ENT doc gave me a prescription for a cream last week. Used it once and it made my ears well. During the flight I listened to Rain Poems on my AirPods Max at least four times all the way through. I probably used the headphones for six hours altogether and my ears are still clear. The album is coming together nicely and I really enjoyed the experience. I have a couple of melodies to finish and Jon has a few bass parts to record but it’s not long now. This is my first album record with the new mobile set up and the first album NOT recorded in my studio in Santa Fe since 1995. Oh, that’s not entirely true… most of Pedals On the Path was recorded at Jon’s studio, but I mixed and mastered it at mine. 
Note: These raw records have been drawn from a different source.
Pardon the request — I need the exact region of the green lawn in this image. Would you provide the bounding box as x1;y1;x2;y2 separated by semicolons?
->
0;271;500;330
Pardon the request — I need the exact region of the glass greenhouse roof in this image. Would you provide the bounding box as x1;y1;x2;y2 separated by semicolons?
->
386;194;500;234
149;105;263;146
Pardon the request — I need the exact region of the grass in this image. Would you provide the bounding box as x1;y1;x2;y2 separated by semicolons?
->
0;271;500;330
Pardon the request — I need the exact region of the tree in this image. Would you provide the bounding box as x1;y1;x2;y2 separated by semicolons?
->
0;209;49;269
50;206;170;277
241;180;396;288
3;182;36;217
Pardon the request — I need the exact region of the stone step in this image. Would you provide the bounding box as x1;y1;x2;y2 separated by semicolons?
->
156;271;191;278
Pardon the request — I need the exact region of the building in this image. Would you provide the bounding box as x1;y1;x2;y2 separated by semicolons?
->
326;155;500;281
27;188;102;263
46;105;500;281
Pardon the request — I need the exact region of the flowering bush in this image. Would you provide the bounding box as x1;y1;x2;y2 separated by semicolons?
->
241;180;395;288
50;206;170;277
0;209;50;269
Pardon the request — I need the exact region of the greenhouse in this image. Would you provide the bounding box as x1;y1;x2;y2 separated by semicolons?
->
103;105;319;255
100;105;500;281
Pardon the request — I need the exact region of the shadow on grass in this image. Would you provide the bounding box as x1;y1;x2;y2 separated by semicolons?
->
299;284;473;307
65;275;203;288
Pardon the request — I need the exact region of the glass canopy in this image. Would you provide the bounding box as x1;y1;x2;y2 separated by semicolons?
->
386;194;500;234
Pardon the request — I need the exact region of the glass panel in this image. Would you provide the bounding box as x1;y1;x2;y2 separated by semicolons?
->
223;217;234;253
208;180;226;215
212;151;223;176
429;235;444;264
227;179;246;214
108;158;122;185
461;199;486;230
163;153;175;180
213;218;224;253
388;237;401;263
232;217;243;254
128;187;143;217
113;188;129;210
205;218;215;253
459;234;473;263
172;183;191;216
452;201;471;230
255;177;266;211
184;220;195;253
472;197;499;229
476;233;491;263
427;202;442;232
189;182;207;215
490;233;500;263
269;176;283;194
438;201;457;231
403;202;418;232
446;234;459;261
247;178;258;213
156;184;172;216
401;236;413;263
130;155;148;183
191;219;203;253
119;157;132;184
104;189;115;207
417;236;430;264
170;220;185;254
Lisbon is hot during the day but cools off nicely during the night. The trick is to get up early because at 0600 it is 65ºF. At 0700 I walked a little over four miles and didn’t get lost. A few times I wasn’t sure where I was but at this point I just have to keep going in a direction and I will eventually find a landmark I know. Look ma, no GPS.

Watched the first half of the movie Tár last night. Wow. If the second half keeps up with the first, this is an amazing movie!! 

In a statement accompanying the teaser trailer in August 2022, Field said that he wrote the script for Blanchett, and that he would not have made the film if she had declined it.


I can understand that because she is truly amazing in the role.